Tickets: $25, available online here, or at the door. Food and beverages included.

Details: Speaker Tony Buettner is the senior vice president of business development at Blue Zones, a Minnesota-based team that puts the research of his brother, National Geographic Fellow Dan Buettner, into action in communities across the country. Dan Buettner is the New York Times bestselling author of “The Blue Zones: Lessons for Living Longer from the People Who’ve Lived the Longest,” “Thrive: Finding Happiness the Blue Zones Way,” and “The Blue Zones Solution.”

About this series

The Longevity Project explores the trend toward an older population in Garfield County as the baby boomer generation ages, and the various outlets to continue living a long, active life.
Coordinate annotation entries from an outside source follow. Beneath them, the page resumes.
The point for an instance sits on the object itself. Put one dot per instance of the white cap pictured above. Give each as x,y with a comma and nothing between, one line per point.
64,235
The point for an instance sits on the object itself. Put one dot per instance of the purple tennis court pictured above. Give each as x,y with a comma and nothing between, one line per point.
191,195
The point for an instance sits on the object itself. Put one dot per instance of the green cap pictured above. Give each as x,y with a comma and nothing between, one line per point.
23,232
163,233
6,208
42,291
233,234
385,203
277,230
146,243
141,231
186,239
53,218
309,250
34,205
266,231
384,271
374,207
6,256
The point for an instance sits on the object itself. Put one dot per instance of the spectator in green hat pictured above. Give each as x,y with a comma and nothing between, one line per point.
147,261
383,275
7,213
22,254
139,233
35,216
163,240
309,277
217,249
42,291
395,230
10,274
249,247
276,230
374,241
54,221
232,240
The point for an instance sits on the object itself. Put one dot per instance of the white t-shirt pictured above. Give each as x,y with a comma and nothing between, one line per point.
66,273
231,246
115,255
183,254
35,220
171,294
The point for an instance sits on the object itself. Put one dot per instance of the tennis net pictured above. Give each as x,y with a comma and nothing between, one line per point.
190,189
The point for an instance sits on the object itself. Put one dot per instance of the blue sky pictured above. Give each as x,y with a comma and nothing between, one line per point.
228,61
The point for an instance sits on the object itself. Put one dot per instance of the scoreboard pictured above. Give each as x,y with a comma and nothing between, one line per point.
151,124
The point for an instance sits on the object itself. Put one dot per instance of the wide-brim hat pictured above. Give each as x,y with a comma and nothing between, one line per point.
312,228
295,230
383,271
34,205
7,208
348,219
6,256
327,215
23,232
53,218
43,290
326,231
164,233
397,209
Aug. 29: Garfield County’s population is aging, and many are staying active well into their 80s and even 90s. But there are a host of challenges — health, financial and otherwise — that come with an aging population.
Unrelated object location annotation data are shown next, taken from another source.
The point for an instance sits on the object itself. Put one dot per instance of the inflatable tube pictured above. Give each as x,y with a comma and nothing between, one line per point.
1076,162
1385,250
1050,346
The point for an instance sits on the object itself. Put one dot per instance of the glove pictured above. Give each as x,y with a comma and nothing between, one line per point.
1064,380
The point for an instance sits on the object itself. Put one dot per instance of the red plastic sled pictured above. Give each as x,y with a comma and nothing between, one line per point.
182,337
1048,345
Sept. 5: Is 70, or even 80, the new 50? Garfield County’s seniors are out there skiing, hiking, riding, and volunteering in the community.
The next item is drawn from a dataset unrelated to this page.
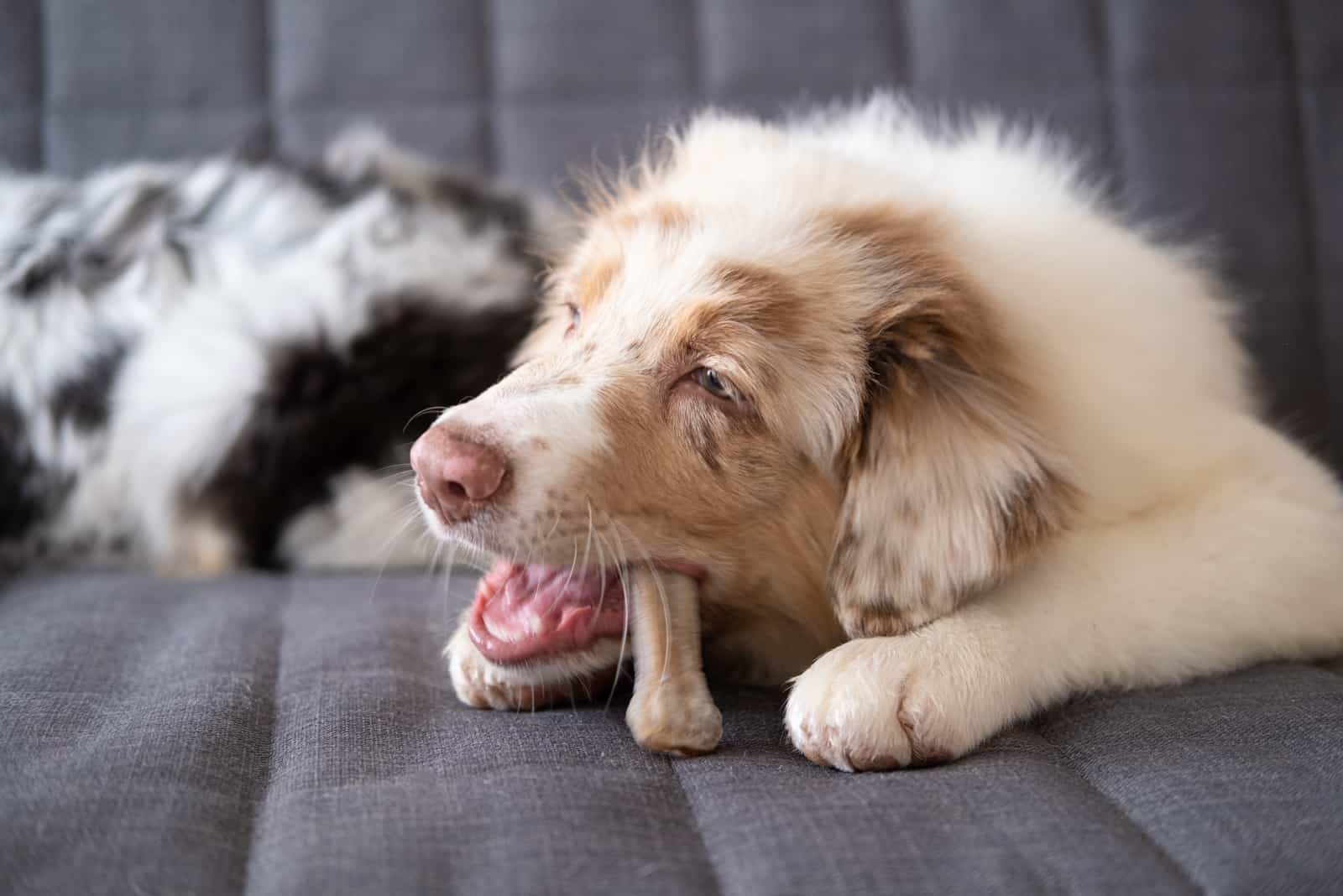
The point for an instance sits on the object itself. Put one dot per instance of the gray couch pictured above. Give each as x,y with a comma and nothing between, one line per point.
273,735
Sept. 12: Many seniors would prefer to stay at home for as long as they can as they age, and research shows they live longer if they do.

Sept. 19: What happens if your savings lasts only into your 70s? A look at the financial realities of an aging population that’s living longer than ever.

super seniors

This Sunday, Sept. 23, the Post Independent concludes its series of “Super Seniors” profiles, as nominated by our readers earlier this summer. Previous profiles appeared on Sept. 2, Sept. 9 and Sept. 16.

Editor’s note: This is the fourth and final installment in our four-part Longevity Project, looking at the keys to living a long life and issues around aging in Garfield County. Additional parts appeared Aug. 29, Sept. 5 and Sept. 12.

Will I outlive my savings? Will I have a golden retirement? Will I ever be able to retire at all? These are the questions that keep many Americans awake at night.

Colorado has the third-fastest rate of growth in the 65-plus age group, as the baby boomer generation continues to age into the retirement years. Boomers made up 25 percent of the state’s population just three years ago, and the number of those age 65 and up is expected to grow by 77 percent to nearly 1.3 million by 2030.

Garfield County is a big part of that growth, with its attractive outdoors lifestyle and relatively convenient access to health care and other services for the senior population.

According to the most-recent projections from the state Demographer’s Office, the rate of growth in that 65-plus age group in Garfield County was expected to be 74 percent between 2015 and 2025, the biggest rate of growth for any age group.

And, according to the Colorado Department of Public Health & Environment, Garfield County has one of the highest life expectancy rates in the state, yielding an average of 74.9 years per person.

Glenwood Springs has an average life expectancy of 78.3 years; Rifle 79.8 years; and pockets of the county, including Carbondale and Parachute, over 85 years of average life expectancy, according to an interactive map on the CDPHE website showing life expectancy statistics across the state.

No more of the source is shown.